Before I speak specifically to my two amendments—214S and 214R—I need to pay tribute to the noble Lord, Lord Sharkey, for his exemplary work over the years in pressing the case for equality, even when some have not wanted to listen to the arguments, noble and right though they are. My only difference with him on my amendments are on two major elements. My Amendment 214S differs from the amendment of the noble Lord, Lord Sharkey, and others in two key respects. First, it would grant a pardon to any person convicted of or cautioned for a now abolished offence, providing that they meet certain conditions, regardless of whether they are living or dead.
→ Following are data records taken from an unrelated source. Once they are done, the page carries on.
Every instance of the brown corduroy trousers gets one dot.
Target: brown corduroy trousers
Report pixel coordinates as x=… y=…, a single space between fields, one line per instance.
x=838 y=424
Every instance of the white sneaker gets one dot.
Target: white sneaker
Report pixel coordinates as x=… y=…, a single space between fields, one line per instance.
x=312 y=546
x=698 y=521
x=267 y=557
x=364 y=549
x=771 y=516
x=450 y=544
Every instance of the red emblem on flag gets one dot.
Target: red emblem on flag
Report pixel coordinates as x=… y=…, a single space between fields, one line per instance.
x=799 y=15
I disagree with the need to create two different systems for pardoning people in respect of these offences—one for the living and one for the dead. I cannot honestly see the logic of saying to a living person, “You must apply to have your conviction or caution disregarded to be eligible for a pardon,” while at the same time saying, “If you have died, you will get a pardon automatically”. That is not logical, and I am afraid that it appears to confuse the purpose of a pardon and the purpose of the disregard scheme. My amendment makes it abundantly clear that any person, subject to the specified conditions, who suffered a conviction or caution under these offences is pardoned. For those living with an historic conviction or caution, the disregard scheme is available to address any negative consequences caused by a police or other record.
The second way in which my amendment differs from that of the noble Lord, Lord Sharkey, and others, is that it would extend pardons to those convicted or cautioned under Section 32 of the Sexual Offences Act 1956 and its corresponding earlier provisions in the Vagrancy Act 1898. Let me be absolutely clear: this would not grant a pardon to any person convicted or cautioned for soliciting. My amendment makes it clear that anyone convicted or cautioned for any conduct that would now constitute the offence of soliciting under the Sexual Offences Act 2003 would not be pardoned; nor would a pardon extend to a person whose conviction or caution was the result of conduct involving any other person under 16. What my amendment would do is grant pardons for all those persons who were convicted or cautioned for what was once called “importuning for immoral purposes”. The immoral purposes, in many cases, amounted to nothing more, as the Home Office report Setting the Boundaries recognised in 2000, than one man chatting up another man. That report recommended the repeal of the offence, and that was carried through.
On a personal note, I lived through that campaign of hate and fear. I was a 16 year-old gay man when the age of consent was set at 21 and homosexual acts in private were decriminalised. I still had no protection as a young gay man who wanted to exercise his attraction and his love for others. I, too, suffered the threat of coming out of a bar or a pub in places such as Earl’s Court, where a lot of homosexual and bisexual men gathered. We felt safe together, but coming out of such a pub or a club and looking at another man and smiling at him could have possibly got me arrested for soliciting for an immoral purpose.